Roubaix police blues, Luc Watteau, Ravet-Anceau, 2013

Franck Malmaison est policier à Roubaix à la fin des années 70. Il a 25 ans, est marié et père de famille. Tout se présente bien pour lui. Mais la police des années 70, c'est aussi les réformes, la mise en place de structures qui chamboulent un peu le travail des flics. Leur quotidien, c'est les plaintes de routine, les voies de fait, les ivrognes, ... Puis arrive un jour l'affaire qui oblige à faire des choix pas toujours simples.
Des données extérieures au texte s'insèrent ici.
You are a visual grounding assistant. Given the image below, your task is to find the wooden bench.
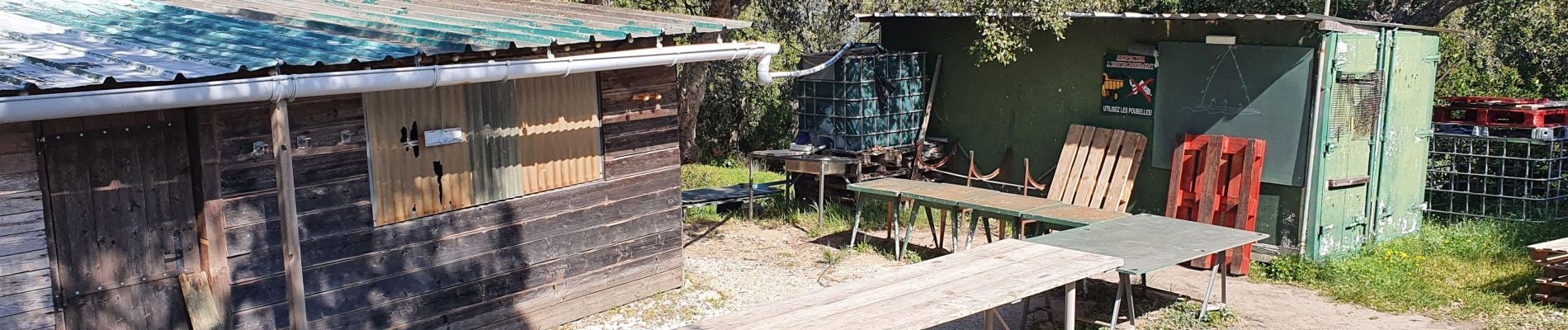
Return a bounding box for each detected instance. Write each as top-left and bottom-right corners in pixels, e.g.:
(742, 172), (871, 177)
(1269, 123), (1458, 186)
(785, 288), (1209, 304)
(682, 239), (1122, 330)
Ce qui est étonnant dans ce roman policier, c'est qu'on a l'impression d'être dans un reportage minute par minute sur le quotidien de flics d'un commissariat de Roubaix. Le début du bouquin parle de la nouvelle organisation de la police de manière détaillée, il y a beaucoup de noms et de titres dont on pourrait sans doute se passer et qui peuvent gêner la bonne compréhension. Néanmoins, pendant que je me demandais si cette partie était vraiment utile, je me sentais retenu par un petit kekchose qui m'obligeait à avancer, à continuer ma lecture. Je me suis senti un peu comme un copain de Franck Malmaison ; il me raconte sa journée de travail, le soir autour d'un verre. Rien d'extrêmement palpitant, mais c'est son quotidien, et on s'intéresse au quotidien de ses amis sans se forcer.
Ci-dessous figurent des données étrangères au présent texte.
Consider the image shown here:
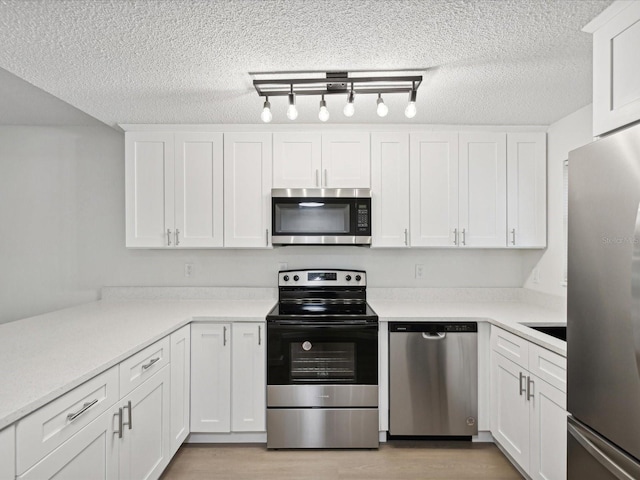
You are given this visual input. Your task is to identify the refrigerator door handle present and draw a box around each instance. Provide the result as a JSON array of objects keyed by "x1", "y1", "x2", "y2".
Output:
[{"x1": 567, "y1": 417, "x2": 638, "y2": 480}]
C'est donc intéressé que je continue ma lecture, et d'autres références me viennent en tête : une impression de voir ou revoir un épisode de PJ, cette série policière qui passait il y a quelques années sur France 2. Personnellement, j'aimais bien : des personnages crédibles, qu'on croise tous les jours, des histoires banales traitées par ces flics et au milieu de toutes ces histoires, des rapports, des auditions, une affaire plus importante, celle qui va obliger le flic à prendre des initiatives pas toujours bien vues en haut lieu. Pareil pour ce polar dans lequel Franck Malmaison devra faire des choix. Il y a donc une affaire qui grandit et finit par prendre la plus grande place du roman. Bien menée, elle tient son rôle jusqu'au bout.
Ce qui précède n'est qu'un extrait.